[LLVMdev] SIMD instructions and memory alignment on X86
Peter Newman
peter at uformia.com
Thu Jul 18 22:53:44 PDT 2013
Is there something specifically required to enable SSE? If it's not
detected as available (based from the target triple?) then I don't think
we enable it specifically.
Also it seems that it should handle converting to/from the vector types,
although I can see it getting confused about needing to do that if it
thinks SSE isn't available at all.
On 19/07/2013 3:47 PM, Craig Topper wrote:
> Hmm, maybe sse isn't being enabled so its falling back to emulating sqrt?
>
>
> On Thu, Jul 18, 2013 at 10:45 PM, Peter Newman <peter at uformia.com
> <mailto:peter at uformia.com>> wrote:
>
> In the disassembly, I'm seeing three cases of
> call 76719BA1
>
> I am assuming this is the sqrt function as this is the only
> function called in the LLVM IR.
>
> The code at 76719BA1 is:
>
> 76719BA1 push ebp
> 76719BA2 mov ebp,esp
> 76719BA4 sub esp,20h
> 76719BA7 and esp,0FFFFFFF0h
> 76719BAA fld st(0)
> 76719BAC fst dword ptr [esp+18h]
> 76719BB0 fistp qword ptr [esp+10h]
> 76719BB4 fild qword ptr [esp+10h]
> 76719BB8 mov edx,dword ptr [esp+18h]
> 76719BBC mov eax,dword ptr [esp+10h]
> 76719BC0 test eax,eax
> 76719BC2 je 76719DCF
> 76719BC8 fsubp st(1),st
> 76719BCA test edx,edx
> 76719BCC js 7671F9DB
> 76719BD2 fstp dword ptr [esp]
> 76719BD5 mov ecx,dword ptr [esp]
> 76719BD8 add ecx,7FFFFFFFh
> 76719BDE sbb eax,0
> 76719BE1 mov edx,dword ptr [esp+14h]
> 76719BE5 sbb edx,0
> 76719BE8 leave
> 76719BE9 ret
>
>
> As you can see at 76719BD5, it modifies ECX .
>
> I don't know that this is the sqrtpd function (for example, I'm
> not seeing any SSE instructions here?) but whatever it is, it's
> being called from the IR I attached earlier, and is modifying ECX
> under some circumstances.
>
>
> On 19/07/2013 3:29 PM, Craig Topper wrote:
>> That should map directly to sqrtpd which can't modify ecx.
>>
>>
>> On Thu, Jul 18, 2013 at 10:27 PM, Peter Newman <peter at uformia.com
>> <mailto:peter at uformia.com>> wrote:
>>
>> Sorry, that should have been llvm.x86.sse2.sqrt.pd
>>
>>
>> On 19/07/2013 3:25 PM, Craig Topper wrote:
>>> What is "frep.x86.sse2.sqrt.pd". I'm only familiar with
>>> things prefixed with "llvm.x86".
>>>
>>>
>>> On Thu, Jul 18, 2013 at 10:12 PM, Peter Newman
>>> <peter at uformia.com <mailto:peter at uformia.com>> wrote:
>>>
>>> After stepping through the produced assembly, I believe
>>> I have a culprit.
>>>
>>> One of the calls to @frep.x86.sse2.sqrt.pd is modifying
>>> the value of ECX - while the produced code is expecting
>>> it to still contain its previous value.
>>>
>>> Peter N
>>>
>>>
>>> On 19/07/2013 2:09 PM, Peter Newman wrote:
>>>> I've attached the module->dump() that our code is
>>>> producing. Unfortunately this is the smallest test case
>>>> I have available.
>>>>
>>>> This is before any optimization passes are applied.

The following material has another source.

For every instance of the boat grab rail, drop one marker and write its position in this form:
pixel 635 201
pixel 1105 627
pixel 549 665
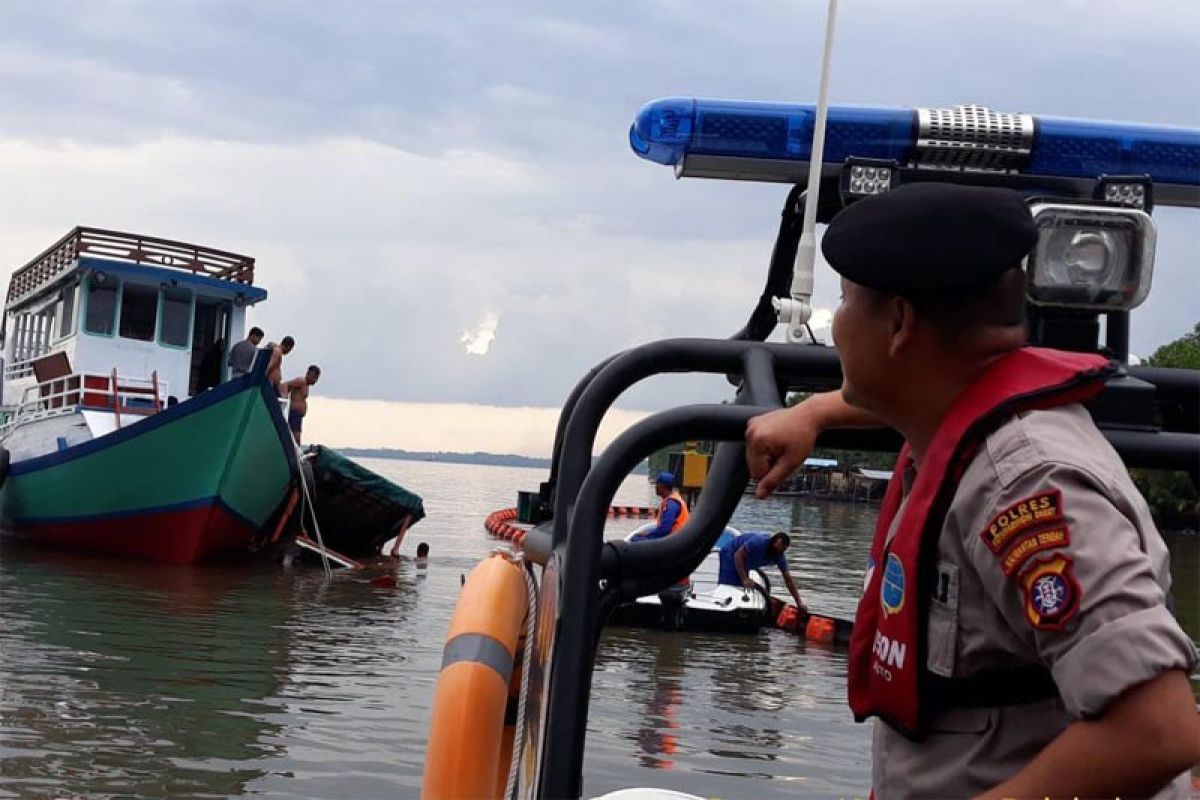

>>>> There are two separate modules in existence at the
>>>> time, and there are no guarantees about the order the
>>>> surrounding code calls those functions, so there may be
>>>> some interaction between them? There shouldn't be, they
>>>> don't refer to any common memory etc. There is no
>>>> multi-threading occurring.
>>>>
>>>> The function in module-dump.ll (called crashfunc in
>>>> this file) is called with
>>>> - func_params 0x0018f3b0 double [3]
>>>> [0x0] -11.339976634695301 double
>>>> [0x1] -9.7504239056205506 double
>>>> [0x2] -5.2900856817382804 double
>>>> at the time of the exception.
>>>>
>>>> This is compiled on a "i686-pc-win32" triple. All of
>>>> the non-intrinsic functions referred to in these
>>>> modules are the standard equivalents from the MSVC
>>>> library (e.g. @asin is the standard C lib double
>>>> asin( double ) ).
>>>>
>>>> Hopefully this is reproducible for you.
>>>>
>>>> --
>>>> PeterN
>>>>
>>>> On 18/07/2013 4:37 PM, Craig Topper wrote:
>>>>> Are you able to send any IR for others to reproduce
>>>>> this issue?
>>>>>
>>>>>
>>>>> On Wed, Jul 17, 2013 at 11:23 PM, Peter Newman
>>>>> <peter at uformia.com <mailto:peter at uformia.com>> wrote:
>>>>>
>>>>> Unfortunately, this doesn't appear to be the bug
>>>>> I'm hitting. I applied the fix to my source and it
>>>>> didn't make a difference.
>>>>>
>>>>> Also further testing found me getting the same
>>>>> behavior with other SIMD instructions. The common
>>>>> factor is in each case, ECX is set to 0x7fffffff,
>>>>> and it's an operation using xmm ptr ecx+offset .
>>>>>
>>>>> Additionally, turning the optimization level
>>>>> passed to createJIT down appears to avoid it, so
>>>>> I'm now leaning towards a bug in one of the
>>>>> optimization passes.
>>>>>
>>>>> I'm going to dig through the passes controlled by
>>>>> that parameter and see if I can narrow down which
>>>>> optimization is causing it.
>>>>>
>>>>> Peter N
>>>>>
>>>>>
>>>>> On 17/07/2013 1:58 PM, Solomon Boulos wrote:
>>>>>
>>>>> As someone off list just told me, perhaps my
>>>>> new bug is the same issue:
>>>>>
>>>>> http://llvm.org/bugs/show_bug.cgi?id=16640
>>>>>
>>>>> Do you happen to be using FastISel?
>>>>>
>>>>> Solomon
>>>>>
>>>>> On Jul 16, 2013, at 6:39 PM, Peter Newman
>>>>> <peter at uformia.com <mailto:peter at uformia.com>>
>>>>> wrote:
>>>>>
>>>>> Hello all,
>>>>>
>>>>> I'm currently in the process of debugging
>>>>> a crash occurring in our program. In LLVM
>>>>> 3.2 and 3.3 it appears that JIT generated
>>>>> code is attempting to perform access
>>>>> unaligned memory with a SSE2 instruction.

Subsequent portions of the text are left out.